Detection of the EST-SSR markers and primer design

SSRs were detected in the assembled unigenes using the Simple Sequence Repeat Identification Tool program (MicroSatellite), and the SSRs were considered to contain mono-, di-, tri-, tetra-, penta-, and hexa-nucleotides with minimum repeat numbers of ten, six, five, five and five, respectively. The EST-SSR primers were designed using BatchPrimer3, and the designed EST-SSR primers were synthesized by Shanghai Sangon Biological Engineering Technology (Shanghai, China).

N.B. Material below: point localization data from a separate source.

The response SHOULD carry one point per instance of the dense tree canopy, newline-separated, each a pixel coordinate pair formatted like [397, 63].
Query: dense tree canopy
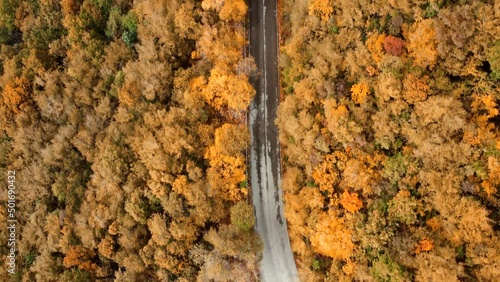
[123, 121]
[389, 125]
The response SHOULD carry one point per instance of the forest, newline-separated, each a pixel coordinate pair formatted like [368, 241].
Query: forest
[125, 124]
[389, 125]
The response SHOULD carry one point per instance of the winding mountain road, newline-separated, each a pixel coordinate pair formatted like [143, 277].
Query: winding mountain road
[265, 172]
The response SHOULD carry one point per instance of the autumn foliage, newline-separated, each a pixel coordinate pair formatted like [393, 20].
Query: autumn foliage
[125, 124]
[389, 130]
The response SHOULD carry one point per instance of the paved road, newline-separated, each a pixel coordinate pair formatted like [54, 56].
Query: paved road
[265, 173]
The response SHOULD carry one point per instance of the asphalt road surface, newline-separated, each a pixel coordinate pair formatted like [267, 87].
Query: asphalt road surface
[265, 172]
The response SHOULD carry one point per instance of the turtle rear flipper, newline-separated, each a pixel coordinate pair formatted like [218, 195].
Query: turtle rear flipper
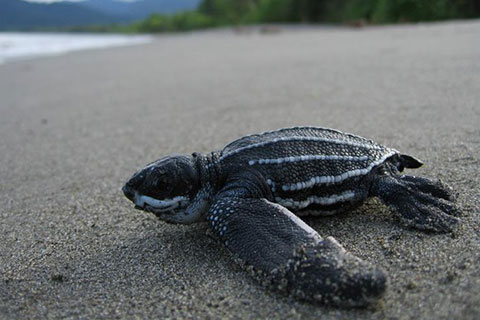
[420, 202]
[292, 257]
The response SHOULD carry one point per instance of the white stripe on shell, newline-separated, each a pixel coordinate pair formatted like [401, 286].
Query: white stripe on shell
[307, 158]
[370, 146]
[333, 199]
[318, 180]
[167, 204]
[299, 222]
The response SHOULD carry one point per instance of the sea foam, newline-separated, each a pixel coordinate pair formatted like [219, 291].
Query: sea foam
[21, 45]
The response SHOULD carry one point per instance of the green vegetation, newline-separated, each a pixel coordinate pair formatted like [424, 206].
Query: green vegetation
[217, 13]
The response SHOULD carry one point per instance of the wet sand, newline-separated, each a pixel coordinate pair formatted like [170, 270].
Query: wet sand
[75, 127]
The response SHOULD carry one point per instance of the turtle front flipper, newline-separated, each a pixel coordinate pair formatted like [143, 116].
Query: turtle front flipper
[420, 202]
[290, 256]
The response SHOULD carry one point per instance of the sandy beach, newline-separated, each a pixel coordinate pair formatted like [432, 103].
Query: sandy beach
[76, 126]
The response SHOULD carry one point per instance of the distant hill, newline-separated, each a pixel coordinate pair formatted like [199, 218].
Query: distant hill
[21, 15]
[140, 9]
[16, 14]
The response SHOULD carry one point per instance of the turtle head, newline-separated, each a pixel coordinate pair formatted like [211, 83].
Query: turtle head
[166, 187]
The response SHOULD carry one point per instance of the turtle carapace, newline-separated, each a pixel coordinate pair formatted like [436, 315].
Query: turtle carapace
[249, 190]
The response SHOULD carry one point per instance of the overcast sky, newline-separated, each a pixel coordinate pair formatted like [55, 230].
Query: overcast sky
[50, 1]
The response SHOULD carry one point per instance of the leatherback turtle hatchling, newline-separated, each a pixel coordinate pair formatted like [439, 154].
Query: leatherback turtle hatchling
[247, 192]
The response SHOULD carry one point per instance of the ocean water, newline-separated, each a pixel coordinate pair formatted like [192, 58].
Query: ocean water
[21, 45]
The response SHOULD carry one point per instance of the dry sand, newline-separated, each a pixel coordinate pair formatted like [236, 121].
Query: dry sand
[73, 128]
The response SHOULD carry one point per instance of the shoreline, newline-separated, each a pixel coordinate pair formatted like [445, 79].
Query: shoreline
[78, 126]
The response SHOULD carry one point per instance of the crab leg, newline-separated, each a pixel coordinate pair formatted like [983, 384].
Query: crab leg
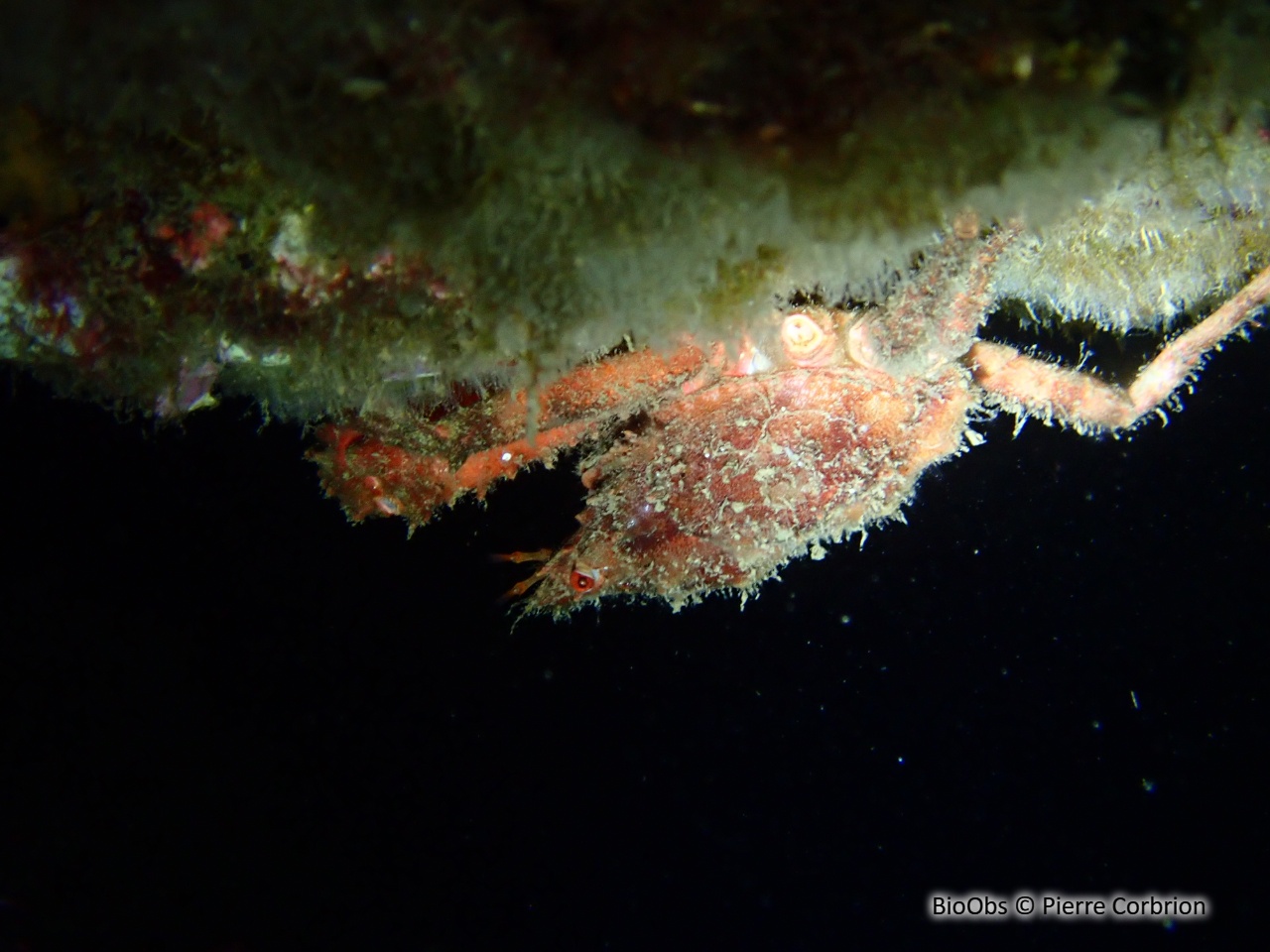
[1025, 385]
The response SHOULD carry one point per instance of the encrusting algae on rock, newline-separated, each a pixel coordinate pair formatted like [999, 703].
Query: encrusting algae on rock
[721, 254]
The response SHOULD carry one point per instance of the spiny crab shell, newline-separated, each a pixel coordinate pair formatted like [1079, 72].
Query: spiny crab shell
[705, 472]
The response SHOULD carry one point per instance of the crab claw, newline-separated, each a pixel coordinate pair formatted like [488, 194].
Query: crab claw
[545, 556]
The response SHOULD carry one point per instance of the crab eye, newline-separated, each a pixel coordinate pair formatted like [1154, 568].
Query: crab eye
[806, 341]
[585, 579]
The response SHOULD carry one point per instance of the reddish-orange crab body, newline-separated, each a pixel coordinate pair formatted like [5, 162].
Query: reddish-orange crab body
[726, 485]
[707, 472]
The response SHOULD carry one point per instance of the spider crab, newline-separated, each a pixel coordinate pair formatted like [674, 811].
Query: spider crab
[707, 472]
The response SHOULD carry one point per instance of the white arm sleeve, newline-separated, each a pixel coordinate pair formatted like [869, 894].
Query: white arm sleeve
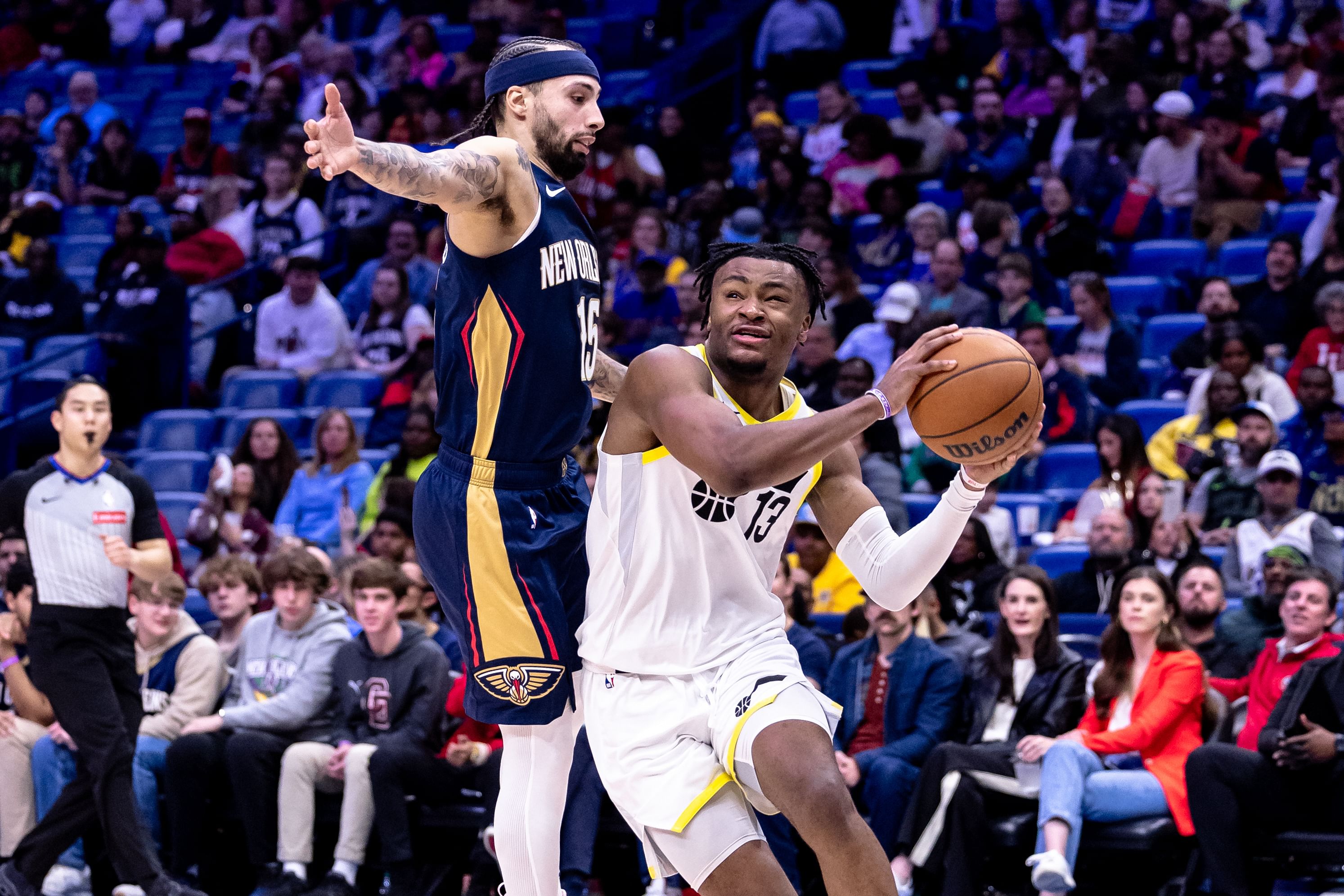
[894, 569]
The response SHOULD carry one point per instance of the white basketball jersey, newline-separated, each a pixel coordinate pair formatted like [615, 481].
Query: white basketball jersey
[679, 574]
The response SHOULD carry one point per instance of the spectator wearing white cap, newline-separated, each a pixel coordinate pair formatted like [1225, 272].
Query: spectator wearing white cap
[877, 343]
[1279, 480]
[1170, 163]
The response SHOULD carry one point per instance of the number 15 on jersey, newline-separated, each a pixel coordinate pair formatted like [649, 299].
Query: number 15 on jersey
[588, 311]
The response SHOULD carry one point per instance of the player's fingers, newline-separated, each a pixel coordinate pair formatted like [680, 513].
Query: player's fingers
[925, 369]
[334, 107]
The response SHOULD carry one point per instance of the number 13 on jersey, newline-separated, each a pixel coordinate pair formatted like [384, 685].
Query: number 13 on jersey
[588, 310]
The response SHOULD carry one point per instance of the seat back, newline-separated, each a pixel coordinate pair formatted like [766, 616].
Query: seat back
[176, 430]
[175, 471]
[260, 389]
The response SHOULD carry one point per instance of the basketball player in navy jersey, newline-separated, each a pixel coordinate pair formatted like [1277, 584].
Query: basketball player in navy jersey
[500, 513]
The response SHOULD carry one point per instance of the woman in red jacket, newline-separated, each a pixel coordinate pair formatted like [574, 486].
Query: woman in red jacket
[1147, 699]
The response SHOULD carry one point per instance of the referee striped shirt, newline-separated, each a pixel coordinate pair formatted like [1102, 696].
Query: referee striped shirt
[62, 516]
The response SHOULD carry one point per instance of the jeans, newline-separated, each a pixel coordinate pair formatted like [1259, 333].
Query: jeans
[1076, 786]
[53, 769]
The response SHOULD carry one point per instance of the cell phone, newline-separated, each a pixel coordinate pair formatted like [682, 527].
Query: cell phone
[1174, 501]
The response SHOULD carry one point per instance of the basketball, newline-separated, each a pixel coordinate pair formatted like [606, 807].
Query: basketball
[974, 413]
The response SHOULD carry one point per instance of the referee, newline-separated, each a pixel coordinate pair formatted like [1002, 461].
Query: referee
[82, 513]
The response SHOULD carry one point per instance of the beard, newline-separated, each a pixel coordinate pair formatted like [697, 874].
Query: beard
[554, 151]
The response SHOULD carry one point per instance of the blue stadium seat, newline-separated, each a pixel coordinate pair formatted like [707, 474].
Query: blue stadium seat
[1244, 257]
[585, 32]
[1152, 414]
[918, 505]
[197, 606]
[343, 389]
[175, 471]
[1295, 179]
[1060, 325]
[260, 389]
[858, 76]
[236, 423]
[1090, 624]
[375, 457]
[1022, 505]
[800, 108]
[1060, 559]
[1143, 296]
[933, 191]
[361, 417]
[1164, 332]
[86, 359]
[1167, 258]
[881, 103]
[176, 508]
[176, 430]
[1068, 467]
[162, 77]
[1295, 218]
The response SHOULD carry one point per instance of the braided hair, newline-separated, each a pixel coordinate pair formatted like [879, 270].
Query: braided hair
[801, 260]
[483, 126]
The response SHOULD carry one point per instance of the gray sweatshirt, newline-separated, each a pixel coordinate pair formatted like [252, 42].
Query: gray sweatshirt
[284, 679]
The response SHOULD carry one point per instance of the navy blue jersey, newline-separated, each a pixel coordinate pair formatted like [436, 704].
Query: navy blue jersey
[517, 338]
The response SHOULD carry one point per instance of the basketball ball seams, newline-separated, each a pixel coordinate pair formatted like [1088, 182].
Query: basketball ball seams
[963, 373]
[988, 417]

Primer selection and PCR conditions

A total of 550 primer pairs were selected according to the conditions of base repeat type (except for single bases), fragment length (150–200 bp) and annealing temperature (55–60 °C). PCR and electrophoresis were performed to screen EST-SSR primer pairs for polymorphism using Melilotus species. PCR amplifications were performed in a final volume of 10 μL containing 1 μL genomic DNA (50 ng/μL), 4.9 μL 2 × Reaction Mix (dNTPs at 500 μM each, 20 mM Tris–HCl, 100 mM KCl, 3 mM MgCl2), 0.1 μL 2.5 U/μL Golden DNA Polymerase, 1.0 μL of each primer (4  μM each) and 2.0 μL double distilled water. PCR cycling conditions were 3 min at 94 °C, 35 cycles of 30 s at 94 °C, 30 s at the annealing temperature, 30 s at 72 °C and a final extension step of 7 min at 72 °C. The PCR products were subjected to electrophoresis on 6.0% non-denaturing polyacrylamide gels and stained using silver dye. In addition, the DL500 DNA marker was used to determine the sizes of the PCR products.

Sequencing of PCR amplification products

To verify the accuracy and authenticity of the PCR amplification products, we selected some PCR amplification products for sequencing by Shanghai Sangon Biological Engineering Technology (Shanghai, China). PCR products should be selected according to the presence of single bands and high amplification efficiency.

Data analysis

The number of alleles of each EST-SSR locus was calculated based on presence (1) or absence (0). The observed heterozygosity (H O ), expected heterozygosity (H E ), and polymorphic information content (PIC) were calculated as previously reported48. The program POPGENE 3249 was used to calculate the number of polymorphic loci (NPL), the percentage of polymorphic loci (PPL), the observed number of alleles (na), the effective number of alleles (ne), Nei’s gene diversity (h) and Shannon’s Information index (I) values. With the help of SAHN-clustering in NTSYSpc-v.2.1 software, Nei’s unbiased genetic distance and UPGMA were used for cluster analysis to generate a dendrogram50. The model-based approach implemented was used to subdivide the individuals into different subgroups in the program STRUCTURE 2.351.

Data availability

The RNA-seq data supporting the results of this article are available at NCBI under BioProject with accession PRJNA331091.